RDP tersebut menghasilkan 6 kesimpulan yang dijadikan pertimbangan dan acuan dalam menjalankan roda pemerintahan kecamatan maupun Gampong diwilayah Kota Lhokseumawe, bahkan terkait masalah Pemerintahan Gampong Komisi A menekankan agar tidak ada lagi kunker keluar daerah. “Tidak ada lagi Kunker keluar daerah Pemerintah Gampong, masalahnya sejak dana desa (DD) dikucurkan beberapa tahun lalu hingga saat ini Pemerintah Gampong belum mandiri terhadap pendapatan Gampong dan keuangan Gampong,” kata Fauzan.
Sementara itu 6 kesimpulan yang dihasilkan dalam RDP dan tercatat dalam notulen rapat di antaranya;
Pertama; Jumlah Gampong di Kecamatan Banda Sakti sebanyak 18 Gampong, yang dipimpin oleh Pj Keuchik hingga saat ini ada 9 Gampong.
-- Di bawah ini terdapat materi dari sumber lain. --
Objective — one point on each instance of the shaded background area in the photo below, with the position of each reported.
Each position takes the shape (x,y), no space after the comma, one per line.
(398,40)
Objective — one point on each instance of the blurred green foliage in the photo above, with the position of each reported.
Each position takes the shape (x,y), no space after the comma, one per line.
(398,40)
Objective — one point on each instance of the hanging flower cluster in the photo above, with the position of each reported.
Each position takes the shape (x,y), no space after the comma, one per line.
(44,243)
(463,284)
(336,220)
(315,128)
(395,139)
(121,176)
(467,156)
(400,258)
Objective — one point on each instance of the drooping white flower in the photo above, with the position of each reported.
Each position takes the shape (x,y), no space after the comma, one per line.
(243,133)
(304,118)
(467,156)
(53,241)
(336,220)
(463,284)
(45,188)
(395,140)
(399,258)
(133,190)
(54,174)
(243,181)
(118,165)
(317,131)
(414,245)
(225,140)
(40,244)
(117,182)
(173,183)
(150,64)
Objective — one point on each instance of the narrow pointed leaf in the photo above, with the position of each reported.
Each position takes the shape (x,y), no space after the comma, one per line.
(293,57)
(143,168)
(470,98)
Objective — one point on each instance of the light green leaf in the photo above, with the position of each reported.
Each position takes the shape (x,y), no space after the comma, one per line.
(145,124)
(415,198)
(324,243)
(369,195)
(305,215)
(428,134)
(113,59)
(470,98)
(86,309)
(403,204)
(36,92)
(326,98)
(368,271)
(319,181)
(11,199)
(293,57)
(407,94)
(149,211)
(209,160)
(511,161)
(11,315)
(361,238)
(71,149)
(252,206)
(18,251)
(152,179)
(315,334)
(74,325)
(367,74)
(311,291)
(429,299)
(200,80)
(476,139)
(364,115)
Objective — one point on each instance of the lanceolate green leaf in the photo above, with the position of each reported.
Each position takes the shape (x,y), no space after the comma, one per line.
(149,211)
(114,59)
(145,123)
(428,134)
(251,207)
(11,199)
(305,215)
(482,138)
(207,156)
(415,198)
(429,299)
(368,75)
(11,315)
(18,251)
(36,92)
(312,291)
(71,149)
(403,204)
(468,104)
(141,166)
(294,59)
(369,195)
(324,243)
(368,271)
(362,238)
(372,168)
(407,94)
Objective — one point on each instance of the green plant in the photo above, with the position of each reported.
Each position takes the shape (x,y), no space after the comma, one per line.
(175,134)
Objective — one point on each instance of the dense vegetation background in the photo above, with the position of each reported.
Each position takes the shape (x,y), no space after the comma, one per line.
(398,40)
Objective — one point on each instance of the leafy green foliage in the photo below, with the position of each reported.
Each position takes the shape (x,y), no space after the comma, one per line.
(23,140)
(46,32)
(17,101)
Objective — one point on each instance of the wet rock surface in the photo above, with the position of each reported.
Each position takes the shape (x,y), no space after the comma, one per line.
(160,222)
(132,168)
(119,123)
Sedangkan di Kecamatan Muara Satu ada 11 Gampong, yang dipimpin Pj Keuchik ada 6 Gampong. Hal ini menyebabkan realisasi anggaran tahun berjalan yang kurang maksimal disebabkan adanya pergantian pimpinan ditingkat Gampong.
Kedua; Terhadap perencanaan anggaran Gampong perlu adanya pelatihan seluruh aparatur Gampong yang berkelanjutan, tidak hanya Keuchik, Sekdes dan Kaur Keuangan saja, sehingga proses penyusunan APBG dapat berjalan maksimal dan transparan.
Ketiga; Kecamatan dan g
Gampong harus memiliki profil Gampong yang diperbaharui, sekurang-kurangnya setahun sekali terhadap mobilitas penduduk dan pembangunan.